The explanation is using an energy argument. That for the normal case of a submerged piece of wood, you can assume that if the wood and a parcel of water above it switch places, then the water (which is heavier/more massive) drops in the gravitational field releasing potential energy. This release is not offset by the rising wood since it is not as massive. This energy imbalance goes into the kinetic energy to move the log (and the water).

This argument says that in the case of the rotating log, none of the water can move downward to release potential energy. Since the water stays in the same place, no energy is released, and there is no energy to move the log.

Why doesn't the object just stay where it is?

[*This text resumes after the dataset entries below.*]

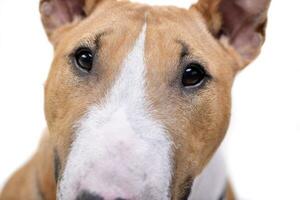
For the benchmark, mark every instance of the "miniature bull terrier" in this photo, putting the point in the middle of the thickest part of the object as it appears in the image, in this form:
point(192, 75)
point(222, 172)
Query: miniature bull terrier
point(138, 99)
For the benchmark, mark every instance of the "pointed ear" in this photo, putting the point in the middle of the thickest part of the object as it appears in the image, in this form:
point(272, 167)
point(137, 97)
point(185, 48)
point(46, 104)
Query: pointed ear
point(57, 13)
point(240, 22)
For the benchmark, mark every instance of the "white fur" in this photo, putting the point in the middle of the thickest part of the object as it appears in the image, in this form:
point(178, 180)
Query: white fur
point(119, 149)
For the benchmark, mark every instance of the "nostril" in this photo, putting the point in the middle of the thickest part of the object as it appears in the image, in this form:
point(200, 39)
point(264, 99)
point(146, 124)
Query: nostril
point(85, 195)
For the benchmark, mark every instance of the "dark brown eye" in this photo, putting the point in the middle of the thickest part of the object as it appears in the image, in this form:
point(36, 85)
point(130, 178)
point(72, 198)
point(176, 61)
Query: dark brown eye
point(193, 75)
point(84, 59)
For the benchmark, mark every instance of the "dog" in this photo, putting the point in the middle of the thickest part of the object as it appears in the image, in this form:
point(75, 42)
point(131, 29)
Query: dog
point(138, 99)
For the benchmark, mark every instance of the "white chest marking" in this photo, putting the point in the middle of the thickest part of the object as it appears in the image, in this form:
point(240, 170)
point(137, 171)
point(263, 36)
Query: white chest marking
point(119, 149)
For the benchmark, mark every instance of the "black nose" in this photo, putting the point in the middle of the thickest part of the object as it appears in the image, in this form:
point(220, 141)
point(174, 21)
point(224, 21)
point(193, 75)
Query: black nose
point(85, 195)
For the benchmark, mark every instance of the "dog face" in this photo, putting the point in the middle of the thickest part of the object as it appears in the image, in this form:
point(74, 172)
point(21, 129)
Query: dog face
point(138, 97)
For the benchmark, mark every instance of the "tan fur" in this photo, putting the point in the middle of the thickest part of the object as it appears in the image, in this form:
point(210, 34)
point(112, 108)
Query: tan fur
point(197, 121)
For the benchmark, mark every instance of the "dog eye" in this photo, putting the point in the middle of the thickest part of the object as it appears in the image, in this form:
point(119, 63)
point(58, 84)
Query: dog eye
point(193, 75)
point(84, 59)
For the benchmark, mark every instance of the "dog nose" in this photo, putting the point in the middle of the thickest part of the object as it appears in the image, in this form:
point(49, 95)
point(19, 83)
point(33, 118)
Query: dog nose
point(85, 195)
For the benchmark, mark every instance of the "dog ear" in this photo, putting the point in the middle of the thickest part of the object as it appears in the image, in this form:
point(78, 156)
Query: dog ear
point(57, 13)
point(239, 22)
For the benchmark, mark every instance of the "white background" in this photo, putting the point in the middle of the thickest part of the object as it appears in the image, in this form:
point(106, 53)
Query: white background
point(263, 143)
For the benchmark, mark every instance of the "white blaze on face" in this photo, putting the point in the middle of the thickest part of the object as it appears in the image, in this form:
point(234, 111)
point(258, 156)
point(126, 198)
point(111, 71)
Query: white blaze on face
point(119, 149)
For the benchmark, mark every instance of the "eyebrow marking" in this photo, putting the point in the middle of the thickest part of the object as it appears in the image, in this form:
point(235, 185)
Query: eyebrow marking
point(185, 51)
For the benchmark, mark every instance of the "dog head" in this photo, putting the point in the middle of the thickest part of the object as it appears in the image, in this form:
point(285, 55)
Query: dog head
point(138, 97)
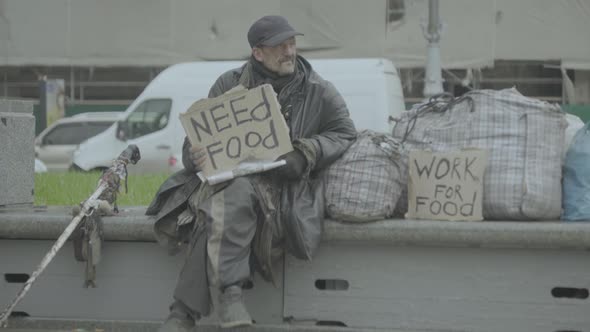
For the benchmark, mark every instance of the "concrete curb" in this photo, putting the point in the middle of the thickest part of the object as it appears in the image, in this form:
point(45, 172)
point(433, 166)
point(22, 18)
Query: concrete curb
point(132, 225)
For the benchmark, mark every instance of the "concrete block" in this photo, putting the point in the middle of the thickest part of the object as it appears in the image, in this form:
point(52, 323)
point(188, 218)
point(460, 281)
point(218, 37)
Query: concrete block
point(17, 152)
point(362, 285)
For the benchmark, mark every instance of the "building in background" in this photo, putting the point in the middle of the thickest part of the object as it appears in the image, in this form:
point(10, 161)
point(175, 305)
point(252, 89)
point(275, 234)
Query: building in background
point(107, 51)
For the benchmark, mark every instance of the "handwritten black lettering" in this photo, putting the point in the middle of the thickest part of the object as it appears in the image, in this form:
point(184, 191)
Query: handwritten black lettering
point(420, 200)
point(438, 189)
point(237, 147)
point(467, 171)
point(204, 127)
point(456, 162)
point(467, 209)
point(442, 161)
point(271, 141)
point(425, 169)
point(211, 152)
point(217, 119)
point(264, 106)
point(450, 208)
point(254, 135)
point(449, 193)
point(436, 210)
point(458, 192)
point(237, 112)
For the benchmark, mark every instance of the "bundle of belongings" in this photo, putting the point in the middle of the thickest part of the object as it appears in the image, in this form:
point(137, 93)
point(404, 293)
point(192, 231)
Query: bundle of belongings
point(576, 178)
point(367, 181)
point(523, 136)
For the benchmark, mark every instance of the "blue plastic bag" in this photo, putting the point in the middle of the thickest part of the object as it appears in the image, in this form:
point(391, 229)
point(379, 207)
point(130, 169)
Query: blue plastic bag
point(576, 178)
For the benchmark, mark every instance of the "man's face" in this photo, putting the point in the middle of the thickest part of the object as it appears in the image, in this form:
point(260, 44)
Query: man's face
point(279, 59)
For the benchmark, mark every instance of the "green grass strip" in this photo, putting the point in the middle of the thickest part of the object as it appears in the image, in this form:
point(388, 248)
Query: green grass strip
point(71, 188)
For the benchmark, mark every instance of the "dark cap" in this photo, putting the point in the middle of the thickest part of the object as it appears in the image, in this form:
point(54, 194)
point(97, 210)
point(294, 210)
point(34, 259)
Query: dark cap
point(270, 31)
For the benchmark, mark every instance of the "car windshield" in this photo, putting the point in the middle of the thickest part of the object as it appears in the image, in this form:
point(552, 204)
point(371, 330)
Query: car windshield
point(150, 116)
point(74, 133)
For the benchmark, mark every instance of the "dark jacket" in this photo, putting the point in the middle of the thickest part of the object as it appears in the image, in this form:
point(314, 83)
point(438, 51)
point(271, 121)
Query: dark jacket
point(320, 127)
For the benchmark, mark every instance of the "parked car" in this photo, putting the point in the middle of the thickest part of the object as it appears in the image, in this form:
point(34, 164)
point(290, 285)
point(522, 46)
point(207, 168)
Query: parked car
point(370, 87)
point(55, 145)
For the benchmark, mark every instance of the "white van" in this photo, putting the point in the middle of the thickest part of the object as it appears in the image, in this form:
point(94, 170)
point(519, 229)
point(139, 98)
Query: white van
point(54, 145)
point(370, 87)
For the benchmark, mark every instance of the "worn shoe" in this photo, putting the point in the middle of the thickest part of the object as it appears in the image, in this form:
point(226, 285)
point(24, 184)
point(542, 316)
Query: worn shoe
point(177, 324)
point(232, 312)
point(178, 320)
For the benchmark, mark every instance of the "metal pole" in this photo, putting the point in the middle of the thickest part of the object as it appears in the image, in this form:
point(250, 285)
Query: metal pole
point(433, 79)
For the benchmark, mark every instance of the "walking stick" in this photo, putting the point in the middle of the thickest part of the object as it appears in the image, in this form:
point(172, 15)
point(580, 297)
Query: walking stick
point(108, 186)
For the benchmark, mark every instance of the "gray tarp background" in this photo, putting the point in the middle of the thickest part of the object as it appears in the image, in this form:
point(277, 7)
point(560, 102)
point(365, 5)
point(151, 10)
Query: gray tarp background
point(162, 32)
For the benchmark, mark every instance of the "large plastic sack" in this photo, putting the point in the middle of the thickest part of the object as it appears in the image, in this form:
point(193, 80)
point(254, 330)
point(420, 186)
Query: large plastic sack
point(574, 124)
point(524, 137)
point(576, 178)
point(366, 182)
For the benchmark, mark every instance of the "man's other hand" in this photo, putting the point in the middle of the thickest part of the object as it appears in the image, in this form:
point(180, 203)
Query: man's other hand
point(198, 157)
point(296, 164)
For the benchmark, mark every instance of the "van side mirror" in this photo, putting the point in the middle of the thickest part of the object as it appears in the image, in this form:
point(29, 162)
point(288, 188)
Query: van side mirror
point(121, 132)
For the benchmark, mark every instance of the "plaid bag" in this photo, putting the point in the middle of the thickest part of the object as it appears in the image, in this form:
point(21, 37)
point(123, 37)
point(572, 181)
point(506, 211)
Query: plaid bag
point(524, 137)
point(365, 183)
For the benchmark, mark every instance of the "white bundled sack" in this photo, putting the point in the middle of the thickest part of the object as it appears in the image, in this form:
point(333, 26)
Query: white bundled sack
point(366, 182)
point(524, 137)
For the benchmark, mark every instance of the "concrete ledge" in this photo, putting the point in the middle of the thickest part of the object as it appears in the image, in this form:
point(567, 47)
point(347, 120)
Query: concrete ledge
point(132, 225)
point(55, 325)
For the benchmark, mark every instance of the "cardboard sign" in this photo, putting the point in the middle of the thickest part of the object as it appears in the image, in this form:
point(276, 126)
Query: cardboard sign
point(241, 125)
point(446, 186)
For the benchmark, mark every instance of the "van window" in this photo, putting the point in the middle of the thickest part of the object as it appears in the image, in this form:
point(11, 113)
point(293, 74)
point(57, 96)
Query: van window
point(150, 116)
point(74, 133)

Because forces will combine to move it to a position with less energy. You can do a free-body diagram of a ball rolling downhill to see that the net force is down the hill. But you can also simply say that the ball is going to move in a way that lowers its potential energy (which is downward in the gravitational field). Using that argument for the cylinder says that there is no position it is free to move to that lowers the potential energy, so no movement will happen.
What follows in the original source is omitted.